Il faut également souligner que RFF - et SNCF Réseau - risque de se trouver confronter à un « effet boule de neige », par lequel l'établissement serait obligé de s'endetter afin de couvrir les intérêts de sa dette. En 2013, malgré des taux d'intérêts relativement bas, les charges financières ont représenté plus de 1,3 milliard d'euros. Comme le note la Cour des comptes, « il ressort de l'analyse des comptes que RFF est confronté à un déséquilibre structurel lié essentiellement à sa dynamique d'endettement . L'importance de cet endettement se traduit par des frais financiers considérables et un résultat financier qui dégrade fortement le résultat net de l'établissement » 21 ( * ) .

La réforme ferroviaire se justifie pleinement au regard de ce constat préoccupant.

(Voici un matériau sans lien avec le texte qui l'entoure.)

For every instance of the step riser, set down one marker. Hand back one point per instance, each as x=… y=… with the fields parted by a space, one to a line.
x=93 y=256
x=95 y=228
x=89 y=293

* 8 Audition du 11 juin 2014.

* 9 Il s'agit de la classification de l'Union internationale des chemins de fer (UIC). Les lignes LGV sont les lignes UIC 1, les grandes lignes UIC 2 à 6, les lignes régionales ou locales, UIC 7 à 9.

* 10 Audition du 11 juin 2014.

* 11 Grande opération programmée équivalente : indice de mesure des opérations de renouvellement ; un GOPEQ équivaut au renouvellement complet d'un kilomètre de voie et de ballast.

* 12 Cour des comptes, Réseau ferré de France, exercices 2008-2012 , rapport particulier, octobre 2013.

* 13 Audition du 26 septembre 2012.

* 14 Tours-Bordeaux (Sud Est Atlantique), contournement Nîmes-Montpellier, LGV Bretagne, LGV Est 2 nde phase.

* 15 Réponse au questionnaire du rapporteur.

* 16 Audition du 11 juin 2014.

* 17 Cour des comptes, Réseau ferré de France, exercices 2008-2012 , rapport particulier, octobre 2013.

* 18 Réponse au questionnaire du rapporteur.

* 19 Décret n° 97-444 du 5 mai 1997 relatif aux missions et aux statuts de Réseau ferré de France.

* 20 Audition du 11 juin 2014.

* 21 Cour des comptes, Réseau ferré de France, exercices 2008-2012 , rapport particulier, octobre 2013.